"You have only to look at one of the most beautiful women in the world-- Elizabeth Taylor-- when she is twenty pounds overweight (as she occasionally is) and compare her to the goddess she is when she is sleeked down to a size ten. Even her beauty can't survive runaway fat."
--Helen Gurley Brown, Sex and the Single Girl (1962)
Now before you jump to Ms. Taylor's defense, I'd argue she'd agree with HGB. I've written here before about her weight-loss auto-beauty-ography, Elizabeth Takes Off. She had a very firm opinion about her ideal weight (123 pounds to be exact). She may slip up, she may try to distract the eye with a few diamonds, but I don't believe she kids herself.

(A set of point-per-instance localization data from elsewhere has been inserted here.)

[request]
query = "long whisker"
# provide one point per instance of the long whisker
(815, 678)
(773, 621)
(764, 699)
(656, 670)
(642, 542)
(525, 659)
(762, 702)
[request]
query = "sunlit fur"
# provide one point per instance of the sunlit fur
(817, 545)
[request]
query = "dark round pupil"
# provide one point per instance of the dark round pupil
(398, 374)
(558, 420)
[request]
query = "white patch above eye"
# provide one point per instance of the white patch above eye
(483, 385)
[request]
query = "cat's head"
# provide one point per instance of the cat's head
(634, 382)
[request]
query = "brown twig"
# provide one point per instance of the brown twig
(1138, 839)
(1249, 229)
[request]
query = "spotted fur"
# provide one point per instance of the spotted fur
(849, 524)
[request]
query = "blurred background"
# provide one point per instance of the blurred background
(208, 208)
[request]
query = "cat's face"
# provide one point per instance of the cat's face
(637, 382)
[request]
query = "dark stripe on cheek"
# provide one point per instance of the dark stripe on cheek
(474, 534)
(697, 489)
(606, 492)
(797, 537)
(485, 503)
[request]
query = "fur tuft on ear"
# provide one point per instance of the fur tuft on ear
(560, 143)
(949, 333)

"The glandular dodge is out. Doctors find that behind nearly every fat person lies a history of compulsive, secretive eating. A dear friend of mine who was supposedly 'glandular' was actually bolting a quart of chocolate ice cream every day after work before dinner.
Even women fresh from childbirth have proved they can be slim again quick.
Where can you hide?
Take it off and you won't have to."
Why do I love this stuff so? It's a tougher breed of self-love. Have you really accepted those extra pounds or are you-- say it with me-- kidding yourself? Take yourself in hand, HGB and these other voices from the past command.
Here are two modern gals that don't kid themselves. Debra lost 25 pounds in a month by refusing to kid herself, and Mary knows you know, but thinks you may need to hear it again.
In a later chapter, on dating, HGB further clarifies the point:
"... you must at least create the illusion of beauty by acting beautiful.
You don't have to lie your head off and say I am, I am, I am when you know damn well you aren't-- a stunner. But you must love yourself enough to employ every device... voice, words, clothes, figure, make-up... to become one."
I guess now is when I should tell you not to take it to extremes, etc. But I tire of modern moderation. So, tell me ladies, do you feel inspired or abused?